Limitations & Future Work

  • Domain Constraint: Currently restricted to indoor scenes due to dataset limitations; future work aims to extend this to outdoor environments via image-conditioned paradigms.
  • Inference Speed: SPREAD takes 14.72s per scene, significantly slower than ATISS (0.02s), InstructScene (2.58s), or DiffuScene (10.25s). This is the cost of modeling complex object relationships and pursuing high structural integrity. Efficiency improvements via flow matching are planned.
  • SE(3) Manifolds: The authors aim to define diffusion directly on the SE(3) manifold to better utilize geometric priors of rotation.
  • Self-identified limitations: Sensitivity to guidance weights (\(\lambda_C/\lambda_H/\lambda_R\)) is not fully disclosed. Mesh-level collision calculation (BVH+CoDF) for complex scenes likely accounts for the high inference latency, raising questions about scalability for extremely large environments.

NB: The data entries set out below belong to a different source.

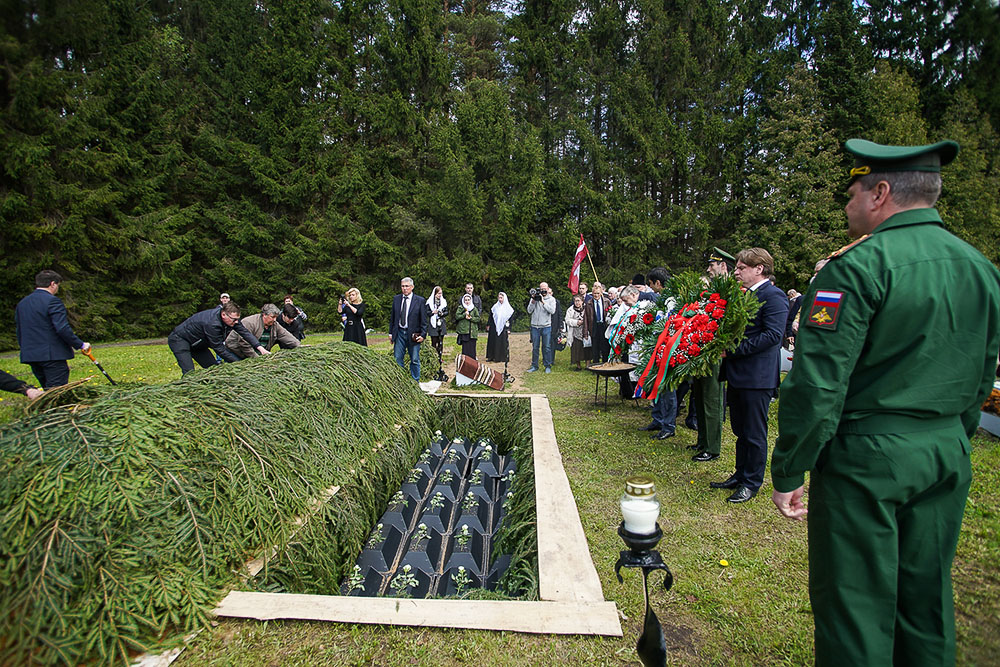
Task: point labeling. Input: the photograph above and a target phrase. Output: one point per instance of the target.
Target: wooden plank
(565, 569)
(565, 618)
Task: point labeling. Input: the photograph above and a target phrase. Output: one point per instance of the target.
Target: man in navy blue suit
(408, 327)
(43, 332)
(753, 372)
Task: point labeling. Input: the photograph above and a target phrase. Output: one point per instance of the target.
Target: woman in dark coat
(354, 308)
(499, 327)
(437, 311)
(467, 326)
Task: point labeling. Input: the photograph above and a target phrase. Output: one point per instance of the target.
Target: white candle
(639, 505)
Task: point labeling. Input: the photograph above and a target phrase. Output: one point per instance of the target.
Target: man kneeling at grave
(263, 326)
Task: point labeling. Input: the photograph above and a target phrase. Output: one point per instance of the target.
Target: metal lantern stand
(651, 647)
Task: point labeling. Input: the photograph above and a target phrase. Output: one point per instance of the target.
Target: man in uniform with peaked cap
(707, 392)
(894, 357)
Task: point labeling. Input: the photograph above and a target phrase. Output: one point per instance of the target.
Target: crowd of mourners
(879, 409)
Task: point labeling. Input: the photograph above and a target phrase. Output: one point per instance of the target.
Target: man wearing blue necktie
(408, 326)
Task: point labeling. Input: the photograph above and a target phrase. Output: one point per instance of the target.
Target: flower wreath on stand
(690, 342)
(626, 323)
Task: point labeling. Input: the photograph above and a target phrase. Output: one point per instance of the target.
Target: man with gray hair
(264, 327)
(408, 326)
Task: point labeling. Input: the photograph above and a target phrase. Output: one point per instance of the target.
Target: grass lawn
(754, 611)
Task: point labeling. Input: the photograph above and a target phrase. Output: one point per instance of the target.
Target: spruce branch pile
(126, 515)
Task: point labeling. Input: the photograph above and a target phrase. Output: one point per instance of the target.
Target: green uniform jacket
(912, 343)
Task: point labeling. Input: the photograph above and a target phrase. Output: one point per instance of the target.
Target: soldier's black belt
(891, 423)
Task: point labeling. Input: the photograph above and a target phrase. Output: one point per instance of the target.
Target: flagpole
(592, 266)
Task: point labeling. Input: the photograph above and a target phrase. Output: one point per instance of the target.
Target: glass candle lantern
(640, 508)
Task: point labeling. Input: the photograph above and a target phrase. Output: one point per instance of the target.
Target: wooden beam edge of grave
(566, 570)
(561, 618)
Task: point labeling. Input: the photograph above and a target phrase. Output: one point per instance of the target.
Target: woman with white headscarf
(437, 310)
(467, 326)
(499, 327)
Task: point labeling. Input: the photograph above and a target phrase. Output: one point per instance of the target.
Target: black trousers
(186, 356)
(748, 418)
(50, 373)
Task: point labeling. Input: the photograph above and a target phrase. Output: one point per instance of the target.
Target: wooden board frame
(572, 601)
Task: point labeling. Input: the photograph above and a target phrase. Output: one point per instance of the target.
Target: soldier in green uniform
(706, 392)
(894, 357)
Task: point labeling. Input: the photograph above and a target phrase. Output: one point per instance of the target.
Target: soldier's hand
(790, 504)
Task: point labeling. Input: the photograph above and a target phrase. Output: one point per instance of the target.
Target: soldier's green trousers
(885, 511)
(708, 397)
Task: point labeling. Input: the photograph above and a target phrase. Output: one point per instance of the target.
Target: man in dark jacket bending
(195, 338)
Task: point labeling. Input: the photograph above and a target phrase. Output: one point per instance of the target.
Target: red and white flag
(574, 276)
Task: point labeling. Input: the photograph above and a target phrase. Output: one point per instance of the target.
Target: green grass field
(753, 611)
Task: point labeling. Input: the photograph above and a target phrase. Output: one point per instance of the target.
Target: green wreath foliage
(690, 287)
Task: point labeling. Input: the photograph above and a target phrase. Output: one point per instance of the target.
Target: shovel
(90, 354)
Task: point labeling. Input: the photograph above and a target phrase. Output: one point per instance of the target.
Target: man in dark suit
(408, 326)
(43, 332)
(752, 371)
(205, 333)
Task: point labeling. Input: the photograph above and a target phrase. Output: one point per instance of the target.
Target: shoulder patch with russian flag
(825, 310)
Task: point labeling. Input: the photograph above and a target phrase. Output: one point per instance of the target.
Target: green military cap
(870, 157)
(719, 255)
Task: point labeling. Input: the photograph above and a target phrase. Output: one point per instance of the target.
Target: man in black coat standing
(753, 372)
(198, 336)
(408, 326)
(44, 334)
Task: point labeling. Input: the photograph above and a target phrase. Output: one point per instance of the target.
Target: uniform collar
(914, 216)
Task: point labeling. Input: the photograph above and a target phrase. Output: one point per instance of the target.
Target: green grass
(755, 611)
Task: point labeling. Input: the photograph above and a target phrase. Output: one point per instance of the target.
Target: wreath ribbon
(665, 340)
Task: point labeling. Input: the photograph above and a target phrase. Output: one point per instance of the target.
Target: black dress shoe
(730, 483)
(741, 495)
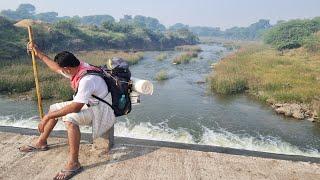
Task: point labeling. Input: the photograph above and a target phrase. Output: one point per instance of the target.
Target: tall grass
(162, 56)
(17, 75)
(291, 77)
(184, 58)
(193, 48)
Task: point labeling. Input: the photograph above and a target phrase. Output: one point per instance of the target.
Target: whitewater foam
(161, 131)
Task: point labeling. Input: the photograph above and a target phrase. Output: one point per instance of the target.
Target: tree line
(55, 33)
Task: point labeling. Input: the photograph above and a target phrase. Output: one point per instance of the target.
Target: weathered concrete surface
(143, 162)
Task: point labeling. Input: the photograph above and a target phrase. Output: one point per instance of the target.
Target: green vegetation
(294, 34)
(100, 32)
(291, 77)
(192, 48)
(253, 32)
(162, 75)
(17, 75)
(162, 56)
(184, 58)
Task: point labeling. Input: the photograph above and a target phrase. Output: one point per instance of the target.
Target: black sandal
(30, 148)
(68, 174)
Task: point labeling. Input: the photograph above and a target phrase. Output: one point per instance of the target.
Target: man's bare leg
(74, 136)
(42, 140)
(74, 143)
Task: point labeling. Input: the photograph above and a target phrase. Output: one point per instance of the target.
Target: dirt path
(141, 162)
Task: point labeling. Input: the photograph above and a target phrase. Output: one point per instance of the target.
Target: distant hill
(252, 32)
(53, 33)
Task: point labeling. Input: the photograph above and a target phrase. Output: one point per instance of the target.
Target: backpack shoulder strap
(97, 73)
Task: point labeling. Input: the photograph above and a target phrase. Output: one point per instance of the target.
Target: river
(182, 110)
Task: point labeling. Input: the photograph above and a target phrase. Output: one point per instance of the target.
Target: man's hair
(66, 59)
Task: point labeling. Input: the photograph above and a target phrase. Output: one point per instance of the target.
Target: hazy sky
(217, 13)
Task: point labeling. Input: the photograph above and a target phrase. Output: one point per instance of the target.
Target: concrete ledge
(152, 143)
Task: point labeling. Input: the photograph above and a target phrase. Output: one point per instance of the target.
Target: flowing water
(181, 110)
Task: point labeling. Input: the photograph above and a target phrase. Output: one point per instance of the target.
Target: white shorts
(83, 117)
(99, 115)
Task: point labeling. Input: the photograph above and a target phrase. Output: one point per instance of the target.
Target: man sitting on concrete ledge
(82, 110)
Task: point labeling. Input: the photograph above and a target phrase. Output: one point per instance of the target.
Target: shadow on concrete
(139, 145)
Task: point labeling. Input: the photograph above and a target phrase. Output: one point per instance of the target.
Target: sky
(214, 13)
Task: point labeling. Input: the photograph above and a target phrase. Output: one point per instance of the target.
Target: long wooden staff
(35, 73)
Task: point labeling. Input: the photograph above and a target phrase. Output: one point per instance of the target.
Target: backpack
(117, 76)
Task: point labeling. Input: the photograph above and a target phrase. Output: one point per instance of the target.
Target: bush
(191, 48)
(312, 43)
(162, 56)
(291, 34)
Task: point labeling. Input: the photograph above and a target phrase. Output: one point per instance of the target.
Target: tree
(96, 19)
(49, 17)
(24, 11)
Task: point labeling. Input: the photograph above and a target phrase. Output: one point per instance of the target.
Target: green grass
(193, 48)
(184, 58)
(162, 57)
(290, 77)
(17, 75)
(162, 75)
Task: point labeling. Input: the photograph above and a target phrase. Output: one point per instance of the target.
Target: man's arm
(71, 108)
(47, 60)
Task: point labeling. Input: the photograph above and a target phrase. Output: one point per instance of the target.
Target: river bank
(127, 161)
(287, 81)
(181, 110)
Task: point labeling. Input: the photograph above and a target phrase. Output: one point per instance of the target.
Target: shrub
(162, 56)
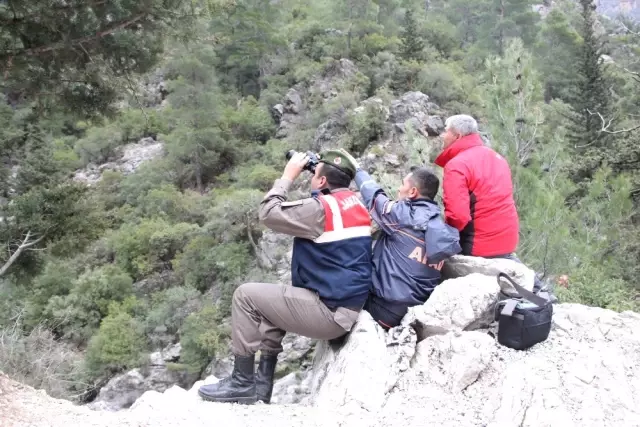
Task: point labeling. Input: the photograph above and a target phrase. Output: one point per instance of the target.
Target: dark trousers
(387, 314)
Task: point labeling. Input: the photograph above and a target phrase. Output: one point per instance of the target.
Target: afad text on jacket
(478, 197)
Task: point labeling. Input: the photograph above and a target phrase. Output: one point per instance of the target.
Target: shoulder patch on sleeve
(389, 206)
(293, 203)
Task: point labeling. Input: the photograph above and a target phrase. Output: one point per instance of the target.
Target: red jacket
(478, 197)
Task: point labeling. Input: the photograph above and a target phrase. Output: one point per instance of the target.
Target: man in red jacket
(478, 192)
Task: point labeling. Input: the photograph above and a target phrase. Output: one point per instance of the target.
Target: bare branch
(628, 30)
(110, 29)
(26, 244)
(606, 125)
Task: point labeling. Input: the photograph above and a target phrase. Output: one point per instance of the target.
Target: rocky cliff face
(614, 8)
(442, 366)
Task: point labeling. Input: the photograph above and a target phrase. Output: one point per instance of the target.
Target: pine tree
(591, 99)
(412, 44)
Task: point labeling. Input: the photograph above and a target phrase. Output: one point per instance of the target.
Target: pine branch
(109, 29)
(606, 125)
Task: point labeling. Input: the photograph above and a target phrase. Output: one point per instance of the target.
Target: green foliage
(249, 121)
(169, 309)
(412, 44)
(82, 62)
(120, 344)
(99, 145)
(205, 261)
(202, 337)
(592, 94)
(365, 125)
(186, 222)
(594, 286)
(149, 246)
(78, 314)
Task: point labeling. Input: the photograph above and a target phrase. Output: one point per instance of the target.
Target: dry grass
(39, 360)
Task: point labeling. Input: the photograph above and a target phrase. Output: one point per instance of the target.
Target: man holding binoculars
(331, 274)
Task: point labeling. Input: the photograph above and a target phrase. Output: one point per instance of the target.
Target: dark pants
(537, 283)
(387, 314)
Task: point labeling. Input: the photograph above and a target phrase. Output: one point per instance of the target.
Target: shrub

  • vs. Physcene: Physcene relies on bounding box predictions for collision and guidance for physical stability at the cost of contextual layout. SPREAD utilizes mesh-level and relationship-level guidance, achieving both stability and layout rationality.
  • vs. InstructScene / DiffuScene: These represent spatial-only modeling (graphs or diffusion) and often result in floating or interpenetrating objects. SPREAD’s addition of physical graphs and guidance leads it to dominate in all physical metrics on ProcTHOR.

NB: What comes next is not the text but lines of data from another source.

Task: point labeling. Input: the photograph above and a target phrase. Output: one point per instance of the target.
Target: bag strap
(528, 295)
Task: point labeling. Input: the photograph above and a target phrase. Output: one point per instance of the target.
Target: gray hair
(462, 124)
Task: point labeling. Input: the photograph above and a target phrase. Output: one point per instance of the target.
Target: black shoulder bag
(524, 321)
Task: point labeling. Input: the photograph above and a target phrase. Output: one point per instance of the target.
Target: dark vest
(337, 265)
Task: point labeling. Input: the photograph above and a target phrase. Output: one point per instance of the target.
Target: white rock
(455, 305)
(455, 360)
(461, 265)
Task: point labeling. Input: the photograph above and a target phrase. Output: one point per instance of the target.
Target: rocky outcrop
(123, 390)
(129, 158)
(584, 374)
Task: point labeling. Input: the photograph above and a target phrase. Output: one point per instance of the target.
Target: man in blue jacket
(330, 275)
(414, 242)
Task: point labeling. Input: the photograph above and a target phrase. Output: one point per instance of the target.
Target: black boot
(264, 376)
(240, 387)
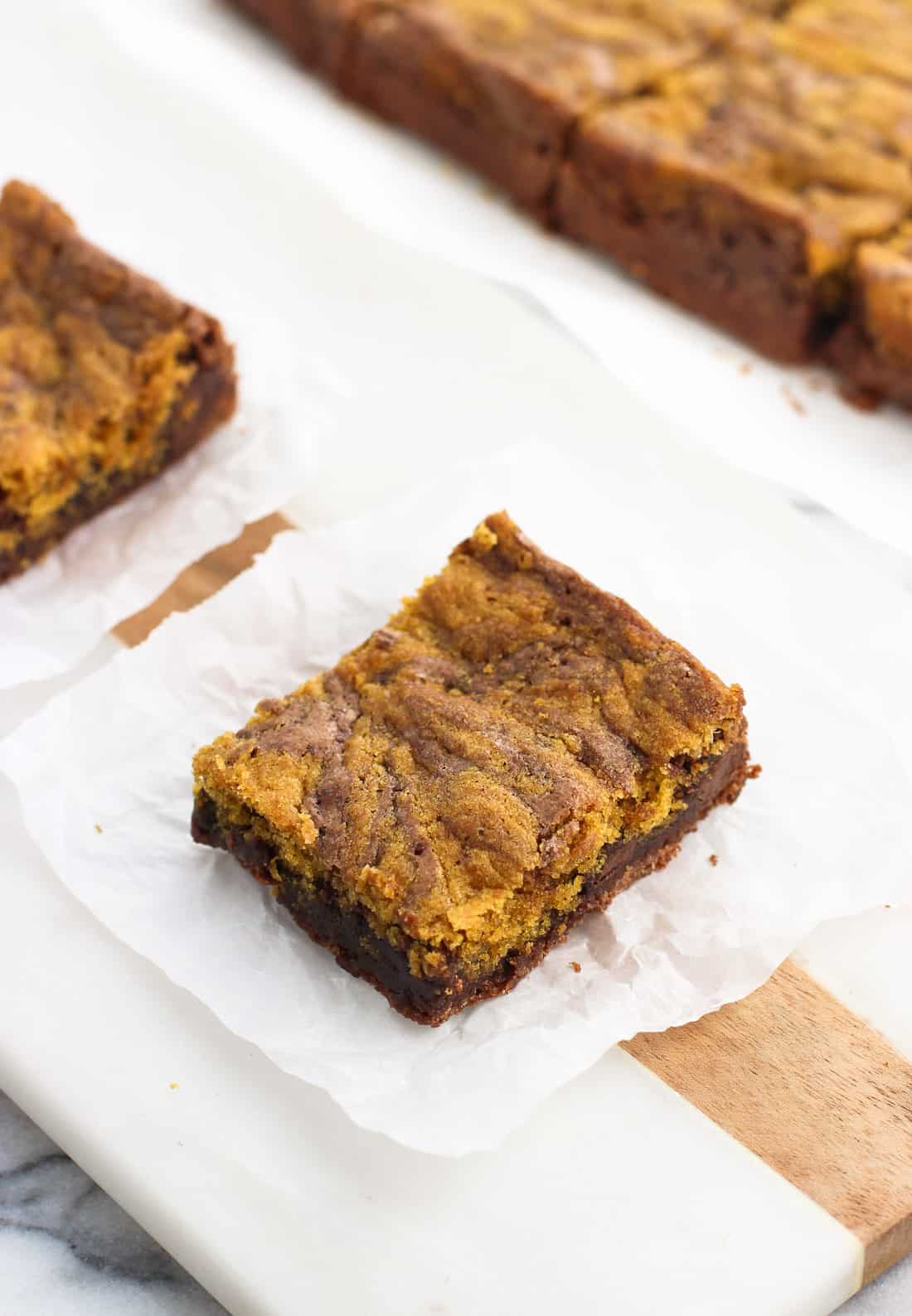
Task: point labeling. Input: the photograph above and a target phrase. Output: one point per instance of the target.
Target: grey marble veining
(66, 1249)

  • vs. ATISS: ATISS is an autoregressive set transformer without explicit geometric/physical reasoning. SPREAD’s non-autoregressive diffusion with geometry perception is significantly better for physical plausibility and simulation stability, though slower.

Rating

  • Novelty: ⭐⭐⭐⭐ The combination of geometry-aware SDF, three-way differentiable physical guidance, and spatial/physical dual-graph priors is a pioneering integration for scene diffusion.
  • Experimental Thoroughness: ⭐⭐⭐⭐ Comprehensive testing on two datasets, four baselines, detailed ablations, Isaac Sim verification, and user studies.
  • Writing Quality: ⭐⭐⭐⭐ Logical flow from motivation to method and experiment is clear; formulas and diagrams are well-placed.
  • Value: ⭐⭐⭐⭐ High practical value for producing simulation-ready scenes for Embodied AI data generation, though inference speed remains a bottleneck.